Une autre limite au principe de répartition vient du degré plus ou moins avancé de civilisation. Il y a des nuances qui ne sont faites que pour les peuples cultivés. À la synonymie on reconnaît de quels objets la pensée d’une nation s’est surtout préoccupée. Les distinctions sont d’abord faites par quelques intelligences plus fines que les autres : puis elles deviennent le bien commun de tous. L’esprit, comme on l’a dit, consiste à voir la différence des choses semblables. Cet esprit se communique jusqu’à un certain point par le langage, car à reconnaître les différences que les mieux doués ont été d’abord seuls à sentir, la vue de chacun devient plus perçante.

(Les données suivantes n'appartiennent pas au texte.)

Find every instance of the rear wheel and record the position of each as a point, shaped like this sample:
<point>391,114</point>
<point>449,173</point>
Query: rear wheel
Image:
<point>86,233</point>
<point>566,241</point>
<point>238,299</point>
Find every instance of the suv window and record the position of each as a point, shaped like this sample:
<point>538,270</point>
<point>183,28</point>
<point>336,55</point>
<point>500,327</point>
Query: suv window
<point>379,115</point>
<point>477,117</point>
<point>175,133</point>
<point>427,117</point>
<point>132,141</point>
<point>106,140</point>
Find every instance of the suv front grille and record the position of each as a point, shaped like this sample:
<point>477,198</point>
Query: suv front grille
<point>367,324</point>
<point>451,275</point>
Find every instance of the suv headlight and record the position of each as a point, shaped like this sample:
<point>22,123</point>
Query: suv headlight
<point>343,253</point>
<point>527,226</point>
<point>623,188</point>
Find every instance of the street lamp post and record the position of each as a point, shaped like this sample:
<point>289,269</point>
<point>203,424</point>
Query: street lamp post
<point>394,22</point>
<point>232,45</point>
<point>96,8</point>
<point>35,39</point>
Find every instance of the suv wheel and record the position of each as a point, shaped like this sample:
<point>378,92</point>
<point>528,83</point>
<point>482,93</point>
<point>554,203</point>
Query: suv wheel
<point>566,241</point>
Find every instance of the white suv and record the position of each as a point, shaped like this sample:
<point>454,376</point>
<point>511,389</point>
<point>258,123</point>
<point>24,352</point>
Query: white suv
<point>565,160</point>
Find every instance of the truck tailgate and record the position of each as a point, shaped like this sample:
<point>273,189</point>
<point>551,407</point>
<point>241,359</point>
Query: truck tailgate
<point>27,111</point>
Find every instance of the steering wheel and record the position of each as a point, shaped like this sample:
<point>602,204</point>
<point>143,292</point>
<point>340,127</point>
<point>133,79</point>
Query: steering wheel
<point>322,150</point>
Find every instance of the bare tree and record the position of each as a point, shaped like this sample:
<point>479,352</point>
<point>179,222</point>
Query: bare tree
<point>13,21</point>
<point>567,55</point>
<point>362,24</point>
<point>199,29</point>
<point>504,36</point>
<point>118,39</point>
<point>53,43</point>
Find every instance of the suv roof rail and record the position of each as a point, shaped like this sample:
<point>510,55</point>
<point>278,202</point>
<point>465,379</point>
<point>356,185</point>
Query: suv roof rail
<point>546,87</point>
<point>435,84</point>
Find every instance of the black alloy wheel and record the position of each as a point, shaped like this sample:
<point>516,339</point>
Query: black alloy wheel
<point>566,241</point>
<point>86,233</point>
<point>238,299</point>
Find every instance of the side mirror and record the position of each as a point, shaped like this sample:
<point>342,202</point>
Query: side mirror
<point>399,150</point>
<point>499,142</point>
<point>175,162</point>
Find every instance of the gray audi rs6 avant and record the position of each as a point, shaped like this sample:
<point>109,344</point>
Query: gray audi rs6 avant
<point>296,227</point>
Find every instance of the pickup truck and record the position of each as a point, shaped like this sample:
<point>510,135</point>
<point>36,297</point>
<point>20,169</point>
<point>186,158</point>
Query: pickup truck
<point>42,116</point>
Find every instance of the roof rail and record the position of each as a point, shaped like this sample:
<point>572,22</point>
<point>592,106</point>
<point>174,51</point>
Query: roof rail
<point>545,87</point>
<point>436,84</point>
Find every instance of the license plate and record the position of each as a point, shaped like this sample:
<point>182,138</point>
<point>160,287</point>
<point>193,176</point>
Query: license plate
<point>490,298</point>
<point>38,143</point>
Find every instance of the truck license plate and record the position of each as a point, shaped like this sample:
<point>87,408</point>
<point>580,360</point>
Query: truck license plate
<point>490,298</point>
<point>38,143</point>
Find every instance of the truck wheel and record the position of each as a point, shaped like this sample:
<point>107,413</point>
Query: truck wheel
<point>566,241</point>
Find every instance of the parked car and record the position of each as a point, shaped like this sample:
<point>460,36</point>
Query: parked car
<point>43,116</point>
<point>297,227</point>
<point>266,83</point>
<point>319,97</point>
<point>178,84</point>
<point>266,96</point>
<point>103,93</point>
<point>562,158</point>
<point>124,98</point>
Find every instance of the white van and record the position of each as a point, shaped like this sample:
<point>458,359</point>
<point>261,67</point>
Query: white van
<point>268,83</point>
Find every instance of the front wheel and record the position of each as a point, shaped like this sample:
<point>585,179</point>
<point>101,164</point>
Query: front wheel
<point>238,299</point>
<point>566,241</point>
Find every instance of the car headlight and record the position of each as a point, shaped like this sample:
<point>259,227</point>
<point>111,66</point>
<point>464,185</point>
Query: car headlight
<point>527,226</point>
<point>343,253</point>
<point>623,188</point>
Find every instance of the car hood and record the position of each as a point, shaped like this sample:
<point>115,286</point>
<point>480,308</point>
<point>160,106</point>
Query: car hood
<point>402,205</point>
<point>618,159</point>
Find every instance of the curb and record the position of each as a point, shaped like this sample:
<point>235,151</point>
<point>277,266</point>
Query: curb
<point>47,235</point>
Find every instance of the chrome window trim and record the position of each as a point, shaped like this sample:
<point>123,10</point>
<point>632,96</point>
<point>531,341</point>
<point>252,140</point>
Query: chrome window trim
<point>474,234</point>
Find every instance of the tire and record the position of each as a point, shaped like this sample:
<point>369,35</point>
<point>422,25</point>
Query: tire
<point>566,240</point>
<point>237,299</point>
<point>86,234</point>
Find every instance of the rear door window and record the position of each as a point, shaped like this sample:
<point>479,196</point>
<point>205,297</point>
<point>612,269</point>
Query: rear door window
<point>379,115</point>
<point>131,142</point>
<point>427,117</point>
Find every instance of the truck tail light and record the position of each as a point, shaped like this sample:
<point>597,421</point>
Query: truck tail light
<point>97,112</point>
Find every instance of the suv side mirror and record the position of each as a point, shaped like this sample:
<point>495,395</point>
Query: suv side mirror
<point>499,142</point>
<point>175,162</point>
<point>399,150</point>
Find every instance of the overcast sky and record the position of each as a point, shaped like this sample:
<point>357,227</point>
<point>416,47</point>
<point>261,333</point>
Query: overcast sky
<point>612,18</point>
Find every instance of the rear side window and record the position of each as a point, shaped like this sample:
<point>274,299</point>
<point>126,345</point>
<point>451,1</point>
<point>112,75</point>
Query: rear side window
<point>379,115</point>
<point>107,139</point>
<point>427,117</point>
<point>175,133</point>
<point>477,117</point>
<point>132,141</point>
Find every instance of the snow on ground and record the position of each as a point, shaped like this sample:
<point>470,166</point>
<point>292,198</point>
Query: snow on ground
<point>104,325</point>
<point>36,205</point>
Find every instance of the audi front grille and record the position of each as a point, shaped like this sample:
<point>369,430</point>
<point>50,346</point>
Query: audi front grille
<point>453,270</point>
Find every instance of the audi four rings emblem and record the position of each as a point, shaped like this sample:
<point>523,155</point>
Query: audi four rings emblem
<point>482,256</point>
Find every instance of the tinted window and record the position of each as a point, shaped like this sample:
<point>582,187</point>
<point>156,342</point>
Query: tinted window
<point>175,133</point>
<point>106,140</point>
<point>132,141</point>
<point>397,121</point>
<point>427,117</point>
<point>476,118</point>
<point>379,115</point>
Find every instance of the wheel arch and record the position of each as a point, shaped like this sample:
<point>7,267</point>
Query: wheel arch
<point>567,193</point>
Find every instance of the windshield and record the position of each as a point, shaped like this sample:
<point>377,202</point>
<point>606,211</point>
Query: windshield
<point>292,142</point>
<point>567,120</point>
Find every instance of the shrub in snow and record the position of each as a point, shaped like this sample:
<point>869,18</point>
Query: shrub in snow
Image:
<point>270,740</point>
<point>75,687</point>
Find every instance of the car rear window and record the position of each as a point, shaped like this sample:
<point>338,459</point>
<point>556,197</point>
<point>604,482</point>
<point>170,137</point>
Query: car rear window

Une question qui concerne plutôt le philosophe que le linguiste serait de savoir comment cette répartition se fait en nous, ou, pour dire les choses de façon un peu grossière, mais intelligible, si nous avons dans notre tête un dictionnaire des synonymes. Je crois que chez les esprits attentifs et fermes ce dictionnaire existe, mais qu’il s’ouvre seulement en cas de besoin et sur l’appel du maître. Quelquefois le mot juste jaillit du premier coup. D’autres fois il se fait attendre : alors le dictionnaire latent entre en fonction et envoie successivement les synonymes qu’il tient en réserve, jusqu’à ce que le terme désiré se soit fait connaître.


  1. De là la question qu’on entend si fréquemment : Quelle différence y a-t-il ?…

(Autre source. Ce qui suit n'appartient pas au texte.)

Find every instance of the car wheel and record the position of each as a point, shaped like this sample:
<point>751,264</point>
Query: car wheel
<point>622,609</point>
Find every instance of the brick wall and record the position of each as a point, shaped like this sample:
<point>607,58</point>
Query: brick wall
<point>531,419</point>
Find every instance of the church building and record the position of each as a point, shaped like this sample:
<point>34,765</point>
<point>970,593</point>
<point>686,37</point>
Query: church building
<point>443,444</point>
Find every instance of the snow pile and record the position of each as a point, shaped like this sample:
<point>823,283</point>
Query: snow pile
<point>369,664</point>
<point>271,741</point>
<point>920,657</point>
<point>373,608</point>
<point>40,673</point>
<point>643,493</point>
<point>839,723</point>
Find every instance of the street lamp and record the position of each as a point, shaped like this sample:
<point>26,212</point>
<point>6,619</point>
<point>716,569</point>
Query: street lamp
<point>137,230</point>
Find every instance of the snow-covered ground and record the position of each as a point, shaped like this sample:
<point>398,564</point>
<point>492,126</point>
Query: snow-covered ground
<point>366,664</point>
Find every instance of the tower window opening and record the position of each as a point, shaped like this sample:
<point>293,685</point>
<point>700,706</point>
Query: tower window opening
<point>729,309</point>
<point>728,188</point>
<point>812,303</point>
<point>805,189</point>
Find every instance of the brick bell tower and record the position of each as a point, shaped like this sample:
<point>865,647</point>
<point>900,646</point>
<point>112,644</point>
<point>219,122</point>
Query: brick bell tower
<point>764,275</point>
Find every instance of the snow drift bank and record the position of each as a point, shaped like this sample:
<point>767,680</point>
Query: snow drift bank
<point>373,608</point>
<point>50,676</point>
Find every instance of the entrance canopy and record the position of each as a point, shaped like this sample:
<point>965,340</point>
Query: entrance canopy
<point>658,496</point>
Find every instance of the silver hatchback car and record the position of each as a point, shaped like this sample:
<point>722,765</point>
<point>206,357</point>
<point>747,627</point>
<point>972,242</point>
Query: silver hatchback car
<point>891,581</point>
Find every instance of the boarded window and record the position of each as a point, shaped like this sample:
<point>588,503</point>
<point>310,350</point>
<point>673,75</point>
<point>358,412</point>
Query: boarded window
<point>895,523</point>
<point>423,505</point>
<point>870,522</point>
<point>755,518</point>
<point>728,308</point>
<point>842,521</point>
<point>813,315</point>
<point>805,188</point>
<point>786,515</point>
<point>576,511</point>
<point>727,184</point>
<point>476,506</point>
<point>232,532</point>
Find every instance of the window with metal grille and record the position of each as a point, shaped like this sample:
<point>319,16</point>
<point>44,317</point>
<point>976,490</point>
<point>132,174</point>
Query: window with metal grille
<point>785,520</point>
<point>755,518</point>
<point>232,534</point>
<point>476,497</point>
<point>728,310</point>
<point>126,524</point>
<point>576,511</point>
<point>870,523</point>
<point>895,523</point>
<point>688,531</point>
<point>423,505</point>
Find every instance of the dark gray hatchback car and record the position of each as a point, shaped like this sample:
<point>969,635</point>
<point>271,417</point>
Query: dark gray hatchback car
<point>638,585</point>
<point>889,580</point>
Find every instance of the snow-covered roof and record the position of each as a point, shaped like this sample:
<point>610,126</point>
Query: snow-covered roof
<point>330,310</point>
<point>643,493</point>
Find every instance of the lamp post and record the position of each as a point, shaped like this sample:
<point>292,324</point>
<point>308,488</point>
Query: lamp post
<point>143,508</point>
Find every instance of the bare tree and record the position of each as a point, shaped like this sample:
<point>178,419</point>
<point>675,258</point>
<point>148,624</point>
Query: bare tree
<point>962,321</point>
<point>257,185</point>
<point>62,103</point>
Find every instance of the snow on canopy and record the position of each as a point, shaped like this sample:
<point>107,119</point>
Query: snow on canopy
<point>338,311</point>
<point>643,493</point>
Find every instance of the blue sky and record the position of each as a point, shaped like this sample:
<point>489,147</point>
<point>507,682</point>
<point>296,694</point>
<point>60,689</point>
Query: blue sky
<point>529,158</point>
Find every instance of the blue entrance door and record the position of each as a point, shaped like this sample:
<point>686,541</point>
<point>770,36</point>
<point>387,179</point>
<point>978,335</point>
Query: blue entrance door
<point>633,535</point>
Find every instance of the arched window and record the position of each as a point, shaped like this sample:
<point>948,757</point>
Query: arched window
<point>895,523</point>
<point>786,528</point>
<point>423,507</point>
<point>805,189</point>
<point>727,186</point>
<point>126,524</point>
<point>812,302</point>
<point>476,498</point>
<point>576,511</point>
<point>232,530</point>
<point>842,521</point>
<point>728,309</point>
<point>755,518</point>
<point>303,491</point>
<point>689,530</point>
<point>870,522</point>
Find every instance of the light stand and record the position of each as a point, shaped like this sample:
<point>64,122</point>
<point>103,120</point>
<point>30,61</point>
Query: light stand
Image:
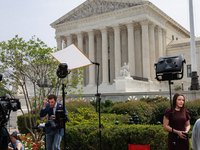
<point>170,68</point>
<point>98,98</point>
<point>62,72</point>
<point>63,95</point>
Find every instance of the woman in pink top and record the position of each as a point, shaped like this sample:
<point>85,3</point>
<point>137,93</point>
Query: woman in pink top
<point>180,123</point>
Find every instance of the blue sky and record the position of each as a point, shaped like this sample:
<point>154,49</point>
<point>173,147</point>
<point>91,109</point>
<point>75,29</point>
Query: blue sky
<point>33,17</point>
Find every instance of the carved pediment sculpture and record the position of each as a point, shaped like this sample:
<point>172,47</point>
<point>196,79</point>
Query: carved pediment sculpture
<point>95,7</point>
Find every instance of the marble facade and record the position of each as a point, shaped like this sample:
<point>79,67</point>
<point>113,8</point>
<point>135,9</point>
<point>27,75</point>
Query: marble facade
<point>114,32</point>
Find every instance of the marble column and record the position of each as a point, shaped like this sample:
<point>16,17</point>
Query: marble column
<point>131,48</point>
<point>69,40</point>
<point>86,52</point>
<point>145,48</point>
<point>112,56</point>
<point>138,51</point>
<point>158,35</point>
<point>80,46</point>
<point>59,42</point>
<point>99,54</point>
<point>124,44</point>
<point>80,41</point>
<point>92,58</point>
<point>104,56</point>
<point>117,51</point>
<point>164,32</point>
<point>152,50</point>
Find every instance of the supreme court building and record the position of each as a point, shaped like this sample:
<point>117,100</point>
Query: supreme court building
<point>124,35</point>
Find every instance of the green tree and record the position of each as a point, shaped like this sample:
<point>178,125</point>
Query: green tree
<point>28,68</point>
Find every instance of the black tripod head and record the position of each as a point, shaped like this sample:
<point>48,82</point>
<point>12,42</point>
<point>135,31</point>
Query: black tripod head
<point>169,68</point>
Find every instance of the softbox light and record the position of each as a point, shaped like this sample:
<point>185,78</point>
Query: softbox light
<point>169,68</point>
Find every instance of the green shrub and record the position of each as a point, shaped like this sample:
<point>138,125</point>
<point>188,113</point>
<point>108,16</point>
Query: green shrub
<point>141,109</point>
<point>194,110</point>
<point>21,124</point>
<point>73,106</point>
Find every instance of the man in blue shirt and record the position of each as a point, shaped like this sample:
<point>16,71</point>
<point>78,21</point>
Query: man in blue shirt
<point>53,134</point>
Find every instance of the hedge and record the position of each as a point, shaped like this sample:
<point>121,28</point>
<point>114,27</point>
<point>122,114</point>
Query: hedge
<point>142,109</point>
<point>21,124</point>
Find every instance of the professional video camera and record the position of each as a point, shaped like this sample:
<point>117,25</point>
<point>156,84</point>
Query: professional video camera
<point>60,116</point>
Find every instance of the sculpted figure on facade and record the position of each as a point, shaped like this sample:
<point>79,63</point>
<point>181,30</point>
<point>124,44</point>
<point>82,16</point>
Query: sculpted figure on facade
<point>125,70</point>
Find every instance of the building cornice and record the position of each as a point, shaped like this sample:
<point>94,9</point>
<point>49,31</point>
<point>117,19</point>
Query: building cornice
<point>148,10</point>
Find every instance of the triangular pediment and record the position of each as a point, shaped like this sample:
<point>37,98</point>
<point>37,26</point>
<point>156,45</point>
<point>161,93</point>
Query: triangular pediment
<point>95,7</point>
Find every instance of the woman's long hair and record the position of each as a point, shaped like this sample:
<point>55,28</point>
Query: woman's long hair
<point>16,136</point>
<point>174,104</point>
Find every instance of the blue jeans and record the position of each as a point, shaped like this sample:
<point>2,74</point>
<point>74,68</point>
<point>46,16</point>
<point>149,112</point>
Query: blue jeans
<point>53,140</point>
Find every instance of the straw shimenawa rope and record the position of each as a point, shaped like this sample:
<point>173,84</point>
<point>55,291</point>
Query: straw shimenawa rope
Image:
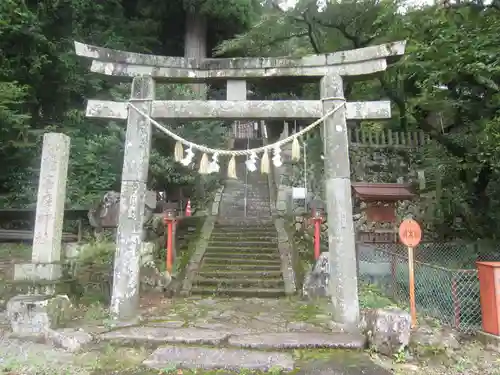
<point>265,149</point>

  2. Le Patois de la commune de Vionnaz (Bas-Valais), dans la Bibliothèque de l’École des hautes études, 1880.
  3. A. Meillet, De Indo-Europæa radice men, Paris, Bouillon, 1897.
  4. Il., XX, 19 ; Od., XXIV, 162, etc.
  5. Théognis, v. 591, 1 029.
  6. Dans les langues modernes, la racine tol, contenue en τολμάω, a servi à nommer la patience en allemand (Ge-dul-d). On la retrouve aussi dans le latin tolerare.
  7. Le verbe ἔλπω commençait par un v ou ϝ, comme on le voit par le parfait ἔολπα (pour ϝέϝολπα.)
  8. Πονηρὰ ἱππάρια, πονηρὸν ὄψον, ὕδωρ. Πονηρὰ πράγματα. De la même racine qui a donné πόνος, « la peine », πενία, « la pauvreté », πένομαι, « être dans l’indigence ». — Cf. le double sens de méchant en français.
  9. Nous reviendrons sur ce point au chapitre de l’Analogie.
  10. C’est l’adjectif (ἄνθρωπος ayant d’abord été adjectif) qui prend la signification la plus générale. Il en est de même pour Mann et Mensch. Il en est de même aussi en français, pour les hommes et les humains.
  11. Nous avons en français quelque chose de semblable, mais seulement à l’état rudimentaire. Pour marquer la différence entre l’homme et les animaux on a poitrine et poitrail, narines et naseaux, etc. Il va sans dire que l’étymologie n’y est pour rien.
  12. Voir à la fin de cette première partie.